Pour ce qui est du Canada, où le groupe de travail s'est déplacé, coexistent des productions mondialisées et des productions protégées, comme la production laitière qui fait l'objet d'une gestion de l'offre et d'une politique de soutien par les prix. En dépit de l'appartenance du Canada au groupe de Cairns, le ministre de l'agriculture de ce pays a déclaré au groupe de travail qu'il ne sacrifierait aucun de ces soutiens dans les négociations du cycle de Doha.

En conclusion, on ne peut reprocher au directeur général de l'OMC ni au représentant de l'Union européenne leur volonté de voir aboutir le cycle de Doha, parce qu'il existe une « téléologie » administrative et institutionnelle en faveur d'une telle orientation, à laquelle on peut toutefois s'opposer. L'OMC marque certes un progrès par rapport au passé grâce à l'existence d'un organe de règlement des différends, mais il constitue seulement un outil et pas une fin, tandis que le contenu des accords discutés en son sein doit être examiné attentivement ;

- en ce qui concerne les biocarburants, on est passé d'un extrême à l'autre puisqu'hier ils étaient regardés comme une solution alors qu'aujourd'hui, ils sont diabolisés. On doit se départir de positions aussi extrémistes et examiner leur rôle du point de vue de l'agriculture et de l'environnement. A cet égard, il convient de distinguer le maïs américain et la canne à sucre brésilienne. Le premier a des effets déstabilisateurs sur les marchés mondiaux, en particulier en contribuant à la hausse des cours au sein de l'ALENA, au Mexique et au Canada. En revanche, la canne à sucre brésilienne est certes critiquable sur le plan environnemental car elle est accusée d'aggraver la déforestation, mais elle ne peut être considérée comme un facteur de déstabilisation des marchés mondiaux ;

- en ce qui concerne les fruits et légumes et la viticulture : l'OCM fruits et légumes est très faible et ne comprend pas de subventions en faveur de ce secteur, la situation est donc variable selon les pays membres. En ce qui concerne la France, l'offre est atomisée, ce qui débouche sur un face à face entre les agriculteurs et la distribution, problématique dont le Parlement discute actuellement à travers le projet de loi de modernisation de l'économie. A la faveur de l'évolution de l'article 69 du règlement (CE) n° 17822003, il se peut que le secteur puisse bénéficier d'un soutien renforcé.

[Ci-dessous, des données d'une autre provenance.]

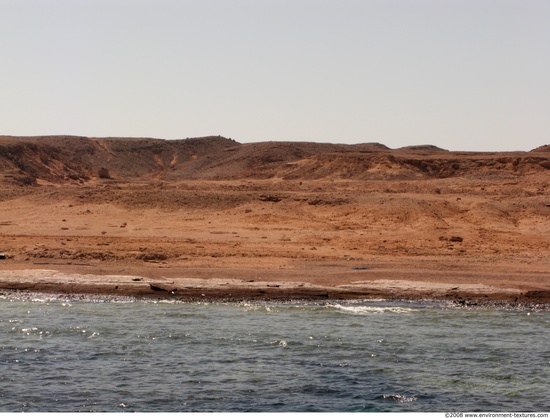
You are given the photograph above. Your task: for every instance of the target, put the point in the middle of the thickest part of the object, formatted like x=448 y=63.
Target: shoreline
x=85 y=282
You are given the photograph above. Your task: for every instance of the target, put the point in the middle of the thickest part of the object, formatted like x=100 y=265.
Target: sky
x=464 y=75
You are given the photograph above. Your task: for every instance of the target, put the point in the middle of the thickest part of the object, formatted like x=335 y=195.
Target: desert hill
x=29 y=160
x=327 y=214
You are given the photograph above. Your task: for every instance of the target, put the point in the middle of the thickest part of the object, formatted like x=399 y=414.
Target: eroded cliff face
x=58 y=159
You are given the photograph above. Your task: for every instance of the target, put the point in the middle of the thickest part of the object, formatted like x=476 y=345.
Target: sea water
x=128 y=355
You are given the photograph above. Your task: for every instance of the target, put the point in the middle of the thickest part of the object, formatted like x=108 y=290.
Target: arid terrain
x=210 y=217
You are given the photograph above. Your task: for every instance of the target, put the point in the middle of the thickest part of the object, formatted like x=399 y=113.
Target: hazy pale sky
x=460 y=74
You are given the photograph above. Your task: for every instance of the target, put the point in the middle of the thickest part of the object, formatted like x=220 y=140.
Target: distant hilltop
x=79 y=160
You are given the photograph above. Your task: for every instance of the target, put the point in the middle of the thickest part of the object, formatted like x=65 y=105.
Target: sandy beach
x=274 y=221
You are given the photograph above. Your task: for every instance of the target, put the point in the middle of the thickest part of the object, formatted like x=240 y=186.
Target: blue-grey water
x=65 y=355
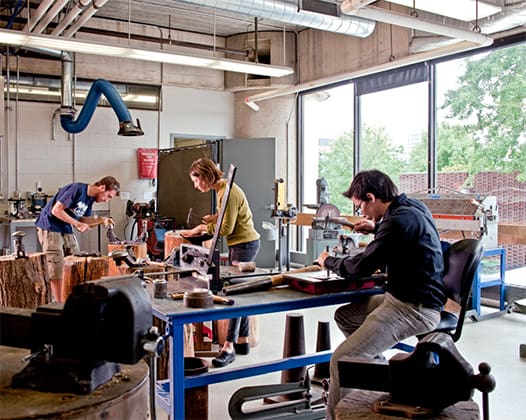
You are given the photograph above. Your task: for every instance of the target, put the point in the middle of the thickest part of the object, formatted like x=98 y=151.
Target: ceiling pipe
x=77 y=9
x=49 y=16
x=41 y=11
x=88 y=14
x=289 y=13
x=414 y=22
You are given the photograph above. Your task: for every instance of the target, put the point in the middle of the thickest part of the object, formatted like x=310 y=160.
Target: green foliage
x=490 y=106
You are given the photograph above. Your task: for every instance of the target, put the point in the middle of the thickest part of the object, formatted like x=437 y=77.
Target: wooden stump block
x=172 y=240
x=358 y=405
x=24 y=282
x=78 y=270
x=139 y=249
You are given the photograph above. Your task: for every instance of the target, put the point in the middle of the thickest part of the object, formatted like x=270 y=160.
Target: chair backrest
x=461 y=262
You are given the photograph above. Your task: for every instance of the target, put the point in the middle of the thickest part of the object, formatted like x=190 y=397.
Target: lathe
x=473 y=213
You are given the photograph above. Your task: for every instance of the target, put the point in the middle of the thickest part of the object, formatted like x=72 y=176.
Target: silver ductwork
x=289 y=13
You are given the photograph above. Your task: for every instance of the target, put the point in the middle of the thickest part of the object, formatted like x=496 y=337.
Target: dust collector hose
x=99 y=87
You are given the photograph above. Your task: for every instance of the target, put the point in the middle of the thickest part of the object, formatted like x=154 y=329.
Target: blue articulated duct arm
x=99 y=87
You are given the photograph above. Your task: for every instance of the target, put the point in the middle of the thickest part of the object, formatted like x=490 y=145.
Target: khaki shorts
x=56 y=246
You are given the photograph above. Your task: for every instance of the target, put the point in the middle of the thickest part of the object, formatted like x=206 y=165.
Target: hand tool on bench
x=265 y=282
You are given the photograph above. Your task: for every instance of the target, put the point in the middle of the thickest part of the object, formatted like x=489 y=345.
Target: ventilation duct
x=290 y=13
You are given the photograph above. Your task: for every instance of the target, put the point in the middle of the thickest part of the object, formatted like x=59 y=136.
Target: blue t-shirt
x=77 y=204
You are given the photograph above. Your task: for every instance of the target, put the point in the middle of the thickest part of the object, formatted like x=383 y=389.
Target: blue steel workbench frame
x=170 y=394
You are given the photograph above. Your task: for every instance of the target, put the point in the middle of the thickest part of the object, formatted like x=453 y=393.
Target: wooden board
x=24 y=282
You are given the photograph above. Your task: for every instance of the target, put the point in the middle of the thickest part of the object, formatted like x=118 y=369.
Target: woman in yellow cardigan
x=241 y=237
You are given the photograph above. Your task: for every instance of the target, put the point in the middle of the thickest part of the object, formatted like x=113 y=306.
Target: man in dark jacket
x=407 y=245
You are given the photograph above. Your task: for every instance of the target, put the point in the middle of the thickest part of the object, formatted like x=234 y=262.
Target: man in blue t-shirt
x=70 y=208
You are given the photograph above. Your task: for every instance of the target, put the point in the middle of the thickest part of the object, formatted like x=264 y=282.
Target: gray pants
x=372 y=326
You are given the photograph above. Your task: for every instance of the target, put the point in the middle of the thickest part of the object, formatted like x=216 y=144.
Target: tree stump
x=24 y=282
x=78 y=270
x=139 y=250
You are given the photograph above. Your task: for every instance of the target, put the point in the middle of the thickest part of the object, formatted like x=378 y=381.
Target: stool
x=358 y=405
x=480 y=282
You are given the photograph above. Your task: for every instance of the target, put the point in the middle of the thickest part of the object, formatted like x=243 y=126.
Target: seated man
x=407 y=244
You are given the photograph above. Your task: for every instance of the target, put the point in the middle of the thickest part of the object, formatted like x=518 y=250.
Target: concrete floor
x=494 y=340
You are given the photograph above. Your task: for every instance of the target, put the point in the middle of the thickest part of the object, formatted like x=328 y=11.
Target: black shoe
x=242 y=348
x=224 y=358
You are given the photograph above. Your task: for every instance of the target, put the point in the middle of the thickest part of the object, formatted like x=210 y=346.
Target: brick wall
x=510 y=193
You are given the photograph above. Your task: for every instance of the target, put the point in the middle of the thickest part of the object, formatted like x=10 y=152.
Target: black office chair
x=461 y=260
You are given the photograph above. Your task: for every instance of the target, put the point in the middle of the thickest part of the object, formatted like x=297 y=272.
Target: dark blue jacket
x=407 y=245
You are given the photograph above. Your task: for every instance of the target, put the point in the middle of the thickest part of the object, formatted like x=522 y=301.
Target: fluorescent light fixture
x=23 y=39
x=252 y=105
x=457 y=9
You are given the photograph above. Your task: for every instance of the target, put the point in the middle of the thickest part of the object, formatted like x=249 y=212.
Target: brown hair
x=110 y=183
x=374 y=182
x=206 y=169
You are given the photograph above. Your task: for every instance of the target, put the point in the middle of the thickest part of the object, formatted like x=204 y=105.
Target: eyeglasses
x=358 y=208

La situation de la viticulture a été examinée récemment par la Délégation pour l'Union européenne à travers un rapport de notre collègue Thierry Mariani. C'est un secteur qui n'a jamais été aidé en tant que tel en dehors de la gestion de la distillation en période de crise. En outre, comme le lait, ce secteur repose sur une gestion de l'offre en amont et sur des quotas de plantation, beaucoup plus contraignants que ceux qui existent aux Etats-Unis.

M. Daniel Fasquelle a exprimé son inquiétude sur la posture inconfortable des Européens dans les négociations internationales. En acceptant en 2001 l'agenda du nouveau cycle commercial, que le Commissaire européen en charge de la politique commerciale ait ou non outrepassé son mandat, l'Union n'a-t-elle pas souscrit implicitement à des objectifs de démantèlement des protections agricoles qui limitent étroitement les perspectives de relance de la politique agricole commune ?

Il a en outre regretté que l'on n'ait pas saisi la chance de la négociation du traité de Lisbonne pour redéfinir les objectifs de la PAC, notamment en posant clairement le principe de préférence communautaire dont la force et la portée juridique, jadis intouchables, se sont considérablement érodées ces dernières années.

Enfin, la PAC doit marcher sur ses deux jambes. Certes, la question de la production est incontournable. Mais l'aménagement du territoire est un objectif tout aussi impérieux. Or, force est de constater que la politique européenne de développement rural est perfectible, et n'intègre pas encore de manière satisfaisante l'ensemble des dimensions impliquées, en s'articulant plus clairement avec d'autres politiques tout aussi décisives. La politique touristique, par exemple, doit être puissamment encouragée pour jouer sur tous les atouts de notre monde rural.